When deciding on furnishings or plants, maintenance must be considered as well, and Ishikawa said that plantings should be designed with realistic maintenance levels in mind, depending on the organization and location. Built elements such as fences, rails, curbs and paving can de designed to protect plantings. "Without maintenance, no landscape will last. There are too many invasive species (weeds) or manmade constructs that easily kill plantings—salt, animal waste, pedestrian cut-throughs, etc.," she said.
McCauley said they often find public sector facilities only able to maintain lawns and mulch around shrubs and trees without any irrigation. "Knowing that significantly impacts our decisions when it comes to plant selection."
A client's willingness to care for different types of landscapes should always be identified early on in the design process, said Lipovsky. "Even though it utilizes a meadow-inspired palette, well-loved parks like the High Line in New York could not function without the nurturing care of a dedicated team, so understanding maintenance capabilities is key to delivering a design that will last beyond the first few years."
Parks and public spaces will always be important to communities, and as urban areas get more crowded and resources everywhere grow thinner, the uses of these spaces and the designs of them will continue to evolve, with technology also being part of the equation.
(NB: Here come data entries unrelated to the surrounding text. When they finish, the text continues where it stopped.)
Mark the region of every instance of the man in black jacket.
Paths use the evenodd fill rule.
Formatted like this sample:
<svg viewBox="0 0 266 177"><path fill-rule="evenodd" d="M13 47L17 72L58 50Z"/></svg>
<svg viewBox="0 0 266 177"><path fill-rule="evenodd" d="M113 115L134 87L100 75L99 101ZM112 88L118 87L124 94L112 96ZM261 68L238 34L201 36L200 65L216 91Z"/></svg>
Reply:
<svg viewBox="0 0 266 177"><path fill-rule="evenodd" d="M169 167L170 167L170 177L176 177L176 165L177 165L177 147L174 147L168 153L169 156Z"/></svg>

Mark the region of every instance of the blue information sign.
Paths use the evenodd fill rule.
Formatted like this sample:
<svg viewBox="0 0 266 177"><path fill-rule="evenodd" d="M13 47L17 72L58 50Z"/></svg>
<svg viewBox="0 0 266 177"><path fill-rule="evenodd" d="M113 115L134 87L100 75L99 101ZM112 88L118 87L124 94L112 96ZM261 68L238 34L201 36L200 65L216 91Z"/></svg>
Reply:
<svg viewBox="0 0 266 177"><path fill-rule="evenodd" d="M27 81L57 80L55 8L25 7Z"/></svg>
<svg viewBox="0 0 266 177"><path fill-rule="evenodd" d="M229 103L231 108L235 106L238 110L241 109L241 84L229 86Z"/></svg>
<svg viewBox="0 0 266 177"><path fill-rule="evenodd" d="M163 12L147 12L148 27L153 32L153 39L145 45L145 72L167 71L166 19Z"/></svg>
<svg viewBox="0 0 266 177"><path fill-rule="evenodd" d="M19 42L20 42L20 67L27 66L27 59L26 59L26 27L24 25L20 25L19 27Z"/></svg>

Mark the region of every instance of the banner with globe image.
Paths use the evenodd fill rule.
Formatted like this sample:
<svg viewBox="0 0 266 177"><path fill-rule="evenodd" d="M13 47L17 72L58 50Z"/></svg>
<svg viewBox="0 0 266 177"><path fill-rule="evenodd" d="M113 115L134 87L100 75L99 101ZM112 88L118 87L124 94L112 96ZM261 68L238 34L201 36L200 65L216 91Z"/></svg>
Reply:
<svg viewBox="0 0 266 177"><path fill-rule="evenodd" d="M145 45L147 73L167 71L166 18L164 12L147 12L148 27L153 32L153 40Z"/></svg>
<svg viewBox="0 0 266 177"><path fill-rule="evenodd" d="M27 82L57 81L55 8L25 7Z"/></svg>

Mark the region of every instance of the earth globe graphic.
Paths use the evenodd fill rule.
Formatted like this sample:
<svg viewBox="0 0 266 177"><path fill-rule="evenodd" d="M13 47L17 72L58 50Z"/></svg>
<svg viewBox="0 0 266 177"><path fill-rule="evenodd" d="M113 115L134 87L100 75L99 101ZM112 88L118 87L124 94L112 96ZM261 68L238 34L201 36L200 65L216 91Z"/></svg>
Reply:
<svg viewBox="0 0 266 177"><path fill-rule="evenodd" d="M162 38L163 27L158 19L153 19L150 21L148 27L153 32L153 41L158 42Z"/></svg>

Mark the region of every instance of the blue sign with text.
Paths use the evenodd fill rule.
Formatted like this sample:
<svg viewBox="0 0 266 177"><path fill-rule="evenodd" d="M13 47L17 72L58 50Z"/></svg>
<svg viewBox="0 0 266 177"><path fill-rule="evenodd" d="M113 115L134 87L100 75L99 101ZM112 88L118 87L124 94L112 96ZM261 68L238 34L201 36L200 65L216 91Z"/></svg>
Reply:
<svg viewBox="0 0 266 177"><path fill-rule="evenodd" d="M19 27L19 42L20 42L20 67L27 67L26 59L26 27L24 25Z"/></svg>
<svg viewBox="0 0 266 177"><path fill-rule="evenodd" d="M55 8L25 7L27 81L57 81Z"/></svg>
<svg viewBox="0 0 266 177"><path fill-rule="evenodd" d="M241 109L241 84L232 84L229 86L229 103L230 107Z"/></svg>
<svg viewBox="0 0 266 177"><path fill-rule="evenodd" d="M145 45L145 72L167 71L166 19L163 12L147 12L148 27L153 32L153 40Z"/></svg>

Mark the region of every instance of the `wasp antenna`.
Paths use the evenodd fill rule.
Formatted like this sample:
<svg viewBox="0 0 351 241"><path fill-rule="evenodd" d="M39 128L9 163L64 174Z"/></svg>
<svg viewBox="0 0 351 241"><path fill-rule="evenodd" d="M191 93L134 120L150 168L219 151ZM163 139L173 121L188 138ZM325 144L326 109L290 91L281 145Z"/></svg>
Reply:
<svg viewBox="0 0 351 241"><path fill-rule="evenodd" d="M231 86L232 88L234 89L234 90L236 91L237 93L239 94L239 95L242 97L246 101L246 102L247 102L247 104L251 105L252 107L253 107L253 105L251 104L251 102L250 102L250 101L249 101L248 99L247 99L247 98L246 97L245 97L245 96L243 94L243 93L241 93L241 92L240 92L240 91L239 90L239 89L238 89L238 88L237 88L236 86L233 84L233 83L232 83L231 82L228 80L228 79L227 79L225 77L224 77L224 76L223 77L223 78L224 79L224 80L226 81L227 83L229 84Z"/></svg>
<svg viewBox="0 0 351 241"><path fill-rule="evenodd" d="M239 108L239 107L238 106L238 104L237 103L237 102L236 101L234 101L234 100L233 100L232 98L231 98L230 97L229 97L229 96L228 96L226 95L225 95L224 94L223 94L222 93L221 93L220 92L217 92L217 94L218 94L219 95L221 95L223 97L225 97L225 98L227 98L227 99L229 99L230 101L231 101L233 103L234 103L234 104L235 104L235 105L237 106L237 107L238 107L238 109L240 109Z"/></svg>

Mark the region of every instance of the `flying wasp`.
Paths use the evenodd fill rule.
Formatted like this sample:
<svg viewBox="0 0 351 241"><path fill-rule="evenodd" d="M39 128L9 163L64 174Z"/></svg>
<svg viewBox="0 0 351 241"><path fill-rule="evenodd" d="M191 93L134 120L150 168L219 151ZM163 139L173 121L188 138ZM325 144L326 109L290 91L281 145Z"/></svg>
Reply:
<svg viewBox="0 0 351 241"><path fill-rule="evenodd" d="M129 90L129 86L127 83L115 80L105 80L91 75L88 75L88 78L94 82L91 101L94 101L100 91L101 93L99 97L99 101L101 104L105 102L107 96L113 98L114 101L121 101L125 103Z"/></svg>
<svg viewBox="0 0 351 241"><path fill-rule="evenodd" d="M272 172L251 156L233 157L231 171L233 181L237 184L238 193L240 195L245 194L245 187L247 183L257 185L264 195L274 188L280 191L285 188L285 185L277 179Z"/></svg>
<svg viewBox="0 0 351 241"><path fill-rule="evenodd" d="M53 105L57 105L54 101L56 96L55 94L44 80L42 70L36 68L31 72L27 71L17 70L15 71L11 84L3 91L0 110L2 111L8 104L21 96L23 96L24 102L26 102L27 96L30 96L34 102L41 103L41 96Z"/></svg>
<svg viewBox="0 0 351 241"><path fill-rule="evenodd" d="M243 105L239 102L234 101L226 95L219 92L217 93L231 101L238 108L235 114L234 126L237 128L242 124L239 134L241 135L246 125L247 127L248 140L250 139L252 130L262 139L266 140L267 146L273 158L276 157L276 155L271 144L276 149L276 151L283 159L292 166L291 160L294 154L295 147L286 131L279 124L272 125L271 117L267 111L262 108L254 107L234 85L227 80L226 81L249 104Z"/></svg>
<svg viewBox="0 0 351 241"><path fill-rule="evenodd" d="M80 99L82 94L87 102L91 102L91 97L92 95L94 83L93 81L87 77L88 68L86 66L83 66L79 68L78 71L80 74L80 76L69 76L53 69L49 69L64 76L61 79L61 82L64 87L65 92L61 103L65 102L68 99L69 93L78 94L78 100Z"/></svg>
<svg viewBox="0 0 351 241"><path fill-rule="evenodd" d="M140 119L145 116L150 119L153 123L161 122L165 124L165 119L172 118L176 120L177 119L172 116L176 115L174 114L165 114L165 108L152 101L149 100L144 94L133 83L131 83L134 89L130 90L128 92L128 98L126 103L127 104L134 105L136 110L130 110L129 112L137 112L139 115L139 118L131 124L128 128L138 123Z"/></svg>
Back at Balboa Park, they're doing an in-depth tree survey, to keep track of the tree canopy. But whereas in the past this was very laborious and time-consuming, now the civil engineer will be flying the park with drones to identify every tree, parking space, fire hydrant, etc. Herrera-Mishler said this technology is transforming the way landscape architects can work. "So he'll provide us with a full 3-D-rendered model of the park that we can use for planning purposes, for design and understanding visitor experience and traffic flow and parking. It's just incredible."